Во многих проповедях и передовицах газет Линкольна приравнивали к Моисею после перехода через пустыню — оба увидели Землю Обетованную с горы лишь затем, чтобы умереть.

В десятках проповедей перед паствой из состоятельных и влиятельных прихожан радикалы настаивали на строгом суде и повешении лидеров южан. В особенности эта линия выявилась в проповедях протестантских священников в Бостоне. Однако в других городах и общинах духовенство скромно придерживалось строго духовного утешительства и избегало политики.

Примерно в гаком же духе говорили о Линкольне в костелах и синагогах. Генри Бичер в своей проповеди сказал:

«О Иллинойс, четыре года тому назад мы взяли у тебя человека неиспытанного, из гущи народной. Мы возвращаем тебе могучего победителя. Но он не твой больше, он принадлежит нации; он теперь не наш только, а принадлежит всему миру.

О прерии! В центре этого огромного континента его прах найдет свой покой и станет священным сокровищем для паломников, несметных числом, влекомых к этой гробнице, чтобы возжечь заново свое рвение и патриотизм.

Вы, ветры, мчащиеся над широкими просторами Запада, воспойте ему реквием! Вы, люди, узрите мученика, чья кровь с отчетливостью слова изреченного умоляет о верности, о свободе, о законности».

Все громче раздавались голоса, требовавшие смертной казни не только Джефферсона Дэвиса, но и генерала Ли.

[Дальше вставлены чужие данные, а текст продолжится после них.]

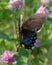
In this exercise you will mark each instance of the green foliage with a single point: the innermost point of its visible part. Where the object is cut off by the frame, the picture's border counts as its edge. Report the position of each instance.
(9, 36)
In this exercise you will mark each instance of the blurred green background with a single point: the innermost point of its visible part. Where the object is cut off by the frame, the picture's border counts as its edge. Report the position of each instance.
(9, 34)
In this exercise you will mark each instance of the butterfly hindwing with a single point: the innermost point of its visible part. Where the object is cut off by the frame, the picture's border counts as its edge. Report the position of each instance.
(34, 23)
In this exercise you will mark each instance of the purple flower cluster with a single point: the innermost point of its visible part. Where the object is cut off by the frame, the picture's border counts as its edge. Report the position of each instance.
(37, 43)
(7, 57)
(43, 10)
(15, 4)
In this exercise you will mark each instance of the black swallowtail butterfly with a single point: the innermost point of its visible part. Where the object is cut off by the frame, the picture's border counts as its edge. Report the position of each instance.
(29, 28)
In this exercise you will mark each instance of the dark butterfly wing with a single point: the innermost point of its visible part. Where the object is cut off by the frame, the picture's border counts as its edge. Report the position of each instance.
(34, 23)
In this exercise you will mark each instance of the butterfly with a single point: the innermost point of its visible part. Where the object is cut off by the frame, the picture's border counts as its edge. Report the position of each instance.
(28, 33)
(44, 3)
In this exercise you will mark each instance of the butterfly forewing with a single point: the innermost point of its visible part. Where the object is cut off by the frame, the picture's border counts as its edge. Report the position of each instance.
(34, 23)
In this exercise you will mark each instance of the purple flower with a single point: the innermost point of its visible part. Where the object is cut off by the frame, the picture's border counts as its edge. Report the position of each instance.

Черными типографскими рамками, передовицами, письмами читателей, вдохновенным потоком стихов газеты откликались на народное горе. Еженедельные журналы, ежемесячники тоже были обрамлены черным. Выпуск нью-йоркской «Геральд», содержавший замечательно написанную расширенную биографию Линкольна и полную подборку последних новостей, был раскуплен в Вашингтоне в течение 15 минут. На следующий день за номер этой газеты в Вашингтоне платили по 10 долларов.

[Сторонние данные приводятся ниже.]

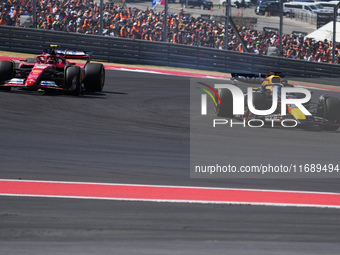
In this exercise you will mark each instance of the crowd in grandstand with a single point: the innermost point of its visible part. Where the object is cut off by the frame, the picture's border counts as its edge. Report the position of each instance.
(83, 16)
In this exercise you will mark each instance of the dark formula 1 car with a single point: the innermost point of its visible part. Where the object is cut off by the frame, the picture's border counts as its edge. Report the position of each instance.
(51, 71)
(325, 113)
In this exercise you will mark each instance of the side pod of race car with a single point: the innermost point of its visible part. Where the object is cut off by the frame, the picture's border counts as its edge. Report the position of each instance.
(51, 71)
(325, 114)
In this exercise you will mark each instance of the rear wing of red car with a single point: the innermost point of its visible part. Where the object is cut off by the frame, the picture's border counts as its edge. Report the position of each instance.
(72, 54)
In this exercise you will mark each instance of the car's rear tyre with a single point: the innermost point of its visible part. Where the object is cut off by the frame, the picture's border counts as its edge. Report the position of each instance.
(330, 110)
(226, 108)
(72, 80)
(94, 77)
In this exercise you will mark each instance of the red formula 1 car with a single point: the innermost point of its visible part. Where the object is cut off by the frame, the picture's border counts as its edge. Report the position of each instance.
(51, 71)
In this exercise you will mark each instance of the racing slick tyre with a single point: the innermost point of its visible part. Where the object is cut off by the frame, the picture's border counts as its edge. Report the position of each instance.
(94, 77)
(259, 102)
(72, 80)
(226, 108)
(330, 110)
(6, 73)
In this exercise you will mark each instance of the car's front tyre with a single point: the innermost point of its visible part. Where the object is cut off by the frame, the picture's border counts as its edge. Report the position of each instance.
(6, 73)
(72, 80)
(94, 77)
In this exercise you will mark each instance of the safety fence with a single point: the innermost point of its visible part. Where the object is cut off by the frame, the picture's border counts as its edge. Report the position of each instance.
(122, 50)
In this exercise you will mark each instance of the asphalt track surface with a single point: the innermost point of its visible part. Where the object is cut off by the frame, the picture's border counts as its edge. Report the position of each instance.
(137, 131)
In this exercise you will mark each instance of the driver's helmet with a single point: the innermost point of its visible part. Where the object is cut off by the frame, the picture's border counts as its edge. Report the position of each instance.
(51, 60)
(269, 90)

Уильям Кэртис писал в еженедельнике «Харпере уикли» о Линкольне, что «…он видел дальше и глубже других, хотя в волнах смутного времени, в которые он был брошен, немногое можно было ясно рассмотреть…».

Старая пословица, хорошо известная лесорубам, вполне здесь подходила: «Дерево лучше всего измерить, когда оно повалено». История живого, действующего Линкольна кончилась. Теперь началась обширная эпопея в подлинной линкольнской традиции, в которой смешались легенды, мифы, фольклор. Верующие и атеисты, доктринеры и свободомыслящие — все они утверждали, что Линкольн принадлежит им. Письма и памфлеты изображали его то масоном, то спиритом, протестантом, католиком, евреем или человеком, у которого в жилах текла негритянская кровь. Трезвенники вполне резонно считали его своим, потому что он никогда не любил спиртного; а завсегдатаи салунов, проводившие свое время среди опилок и плевательниц, утверждали, что одни только его анекдоты доказывали, что он один из них. Но были и такие, кто предъявлял свои претензии в обобщающем утверждении: «Он был человечным».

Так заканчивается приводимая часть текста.